Babies begin showing racial bias at 6 months old, studies find

TORONTO — How early in life does a person begin to show preference towards or bias against a specific race? Two new studies show that babies as young as six months demonstrate racial bias, though the reason why may not be as surprising as the finding.

Professor Kang Lee at the University of Toronto led both research teams, discovering that infants from 6- to 9-months-old favor people from their own race, while showing bias against others. Less exposure to people of other ethnicities is viewed as the cause.

“The results show that race-based bias already exists around the second half of a child’s first year,” says Lee, a Canada Research Chair in moral development and developmental neuroscience, in a university news release. “This challenges the popular view that race-based bias first emerges only during the preschool years.”

Baby playing with computer
Two new studies show that children begin to show racial bias towards others when they’re just 6 to 9 months old.

In the first experiment, 193 Chinese babies from three to nine months old were shown various pictures of faces — some of their own race and some of other races — accompanied by either uplifting or sad music. The 9-month-old infants were found to look at the images of people from their own race longer when accompanied by happy music than when paired with sad music. They also showed little preference for images of people from other races when paired with the happier music.
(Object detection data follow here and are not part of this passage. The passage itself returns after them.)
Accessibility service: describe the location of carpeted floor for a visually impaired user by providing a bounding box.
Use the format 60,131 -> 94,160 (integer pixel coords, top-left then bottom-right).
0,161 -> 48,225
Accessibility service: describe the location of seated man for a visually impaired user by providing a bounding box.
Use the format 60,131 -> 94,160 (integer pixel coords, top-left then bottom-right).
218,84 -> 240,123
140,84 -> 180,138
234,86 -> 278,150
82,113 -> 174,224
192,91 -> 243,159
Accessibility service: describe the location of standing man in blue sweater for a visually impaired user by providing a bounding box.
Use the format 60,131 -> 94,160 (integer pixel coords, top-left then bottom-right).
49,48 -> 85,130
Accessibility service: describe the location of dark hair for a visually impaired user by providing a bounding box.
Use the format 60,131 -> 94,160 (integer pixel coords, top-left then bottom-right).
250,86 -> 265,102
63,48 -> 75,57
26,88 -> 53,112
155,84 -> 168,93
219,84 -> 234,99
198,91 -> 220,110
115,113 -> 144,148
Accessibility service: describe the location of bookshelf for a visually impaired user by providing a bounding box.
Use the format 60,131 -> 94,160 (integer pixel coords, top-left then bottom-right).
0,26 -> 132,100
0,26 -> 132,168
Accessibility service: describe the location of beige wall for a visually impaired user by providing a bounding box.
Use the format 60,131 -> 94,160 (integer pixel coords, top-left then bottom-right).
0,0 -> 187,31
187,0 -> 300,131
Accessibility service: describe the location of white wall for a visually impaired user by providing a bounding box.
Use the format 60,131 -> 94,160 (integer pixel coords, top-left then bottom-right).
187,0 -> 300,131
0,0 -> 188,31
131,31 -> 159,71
Lee and the team determined that the babies showed a clear association with faces of their own race and uplifting music, and vice versa for those of other races.

The infants younger than 9-months-old did not demonstrate any preference.
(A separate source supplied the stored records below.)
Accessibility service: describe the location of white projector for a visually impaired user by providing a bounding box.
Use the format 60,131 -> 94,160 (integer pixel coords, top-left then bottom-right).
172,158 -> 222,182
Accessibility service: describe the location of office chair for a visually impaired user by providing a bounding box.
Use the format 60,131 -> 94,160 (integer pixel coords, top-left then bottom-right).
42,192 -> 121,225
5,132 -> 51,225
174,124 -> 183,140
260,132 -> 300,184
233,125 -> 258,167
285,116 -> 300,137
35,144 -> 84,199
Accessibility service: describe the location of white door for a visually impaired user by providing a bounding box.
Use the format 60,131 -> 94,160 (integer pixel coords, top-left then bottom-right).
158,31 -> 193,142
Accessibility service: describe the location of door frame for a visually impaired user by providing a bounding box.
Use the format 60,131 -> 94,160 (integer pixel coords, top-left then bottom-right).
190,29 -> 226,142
In the second study, 32 Chinese babies between six and eight-and-a-half months old took part in three different experiments to see if they showed a preference towards race when it came to learning or trusting information from different adults. The “information,” such as an adult of the same or different race gazing at a location where an animal would appear, centered around the adults telegraphing something about to happen by looking in that direction.
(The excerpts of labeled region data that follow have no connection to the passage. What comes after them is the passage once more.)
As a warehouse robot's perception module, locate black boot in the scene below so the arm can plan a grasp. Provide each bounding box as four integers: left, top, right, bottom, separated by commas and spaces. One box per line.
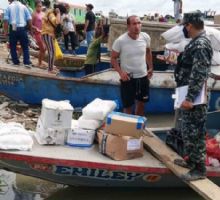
181, 169, 206, 181
174, 158, 195, 169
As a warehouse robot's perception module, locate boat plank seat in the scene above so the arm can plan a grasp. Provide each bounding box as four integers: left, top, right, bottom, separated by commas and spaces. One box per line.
144, 129, 220, 200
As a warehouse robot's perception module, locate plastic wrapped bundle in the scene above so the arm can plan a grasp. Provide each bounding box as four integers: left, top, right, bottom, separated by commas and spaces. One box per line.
82, 98, 117, 120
Again, the researchers determined that the infants “are biased to follow the social cues of own-race individuals over other-race adults under situations of uncertainty,” according to the report.

“These findings thus point to the possibility that racial bias may arise out of our lack of exposure to other-race individuals in infancy,” says Lee. “If we can pinpoint the starting point of racial bias, which we may have done here, we can start to find ways to prevent racial biases from happening.”

The researchers argue that the studies shed new light on societal beliefs that racial bias stems from specific events in an individual’s life or through learned stereotypes.

“When we consider why someone has a racial bias, we often think of negative experiences he or she may have had with other-race individuals. But these findings suggest that a race-based bias emerges without experience with other-race individuals,” says Naiqi (Gabriel) Xiao, who also led research for the two studies and now is a postdoctoral researcher at Princeton University.

Lee adds that the studies can also help parents understand how they influence the way their children think or their beliefs about others. In effect, they can also help their children erase biased thinking.

“It’s very important to study where these kinds of biases come from and use that information to try and prevent racial biases from developing,” he says.

The first study was published in the journal Developmental Science. The second was published in the journal Child Development.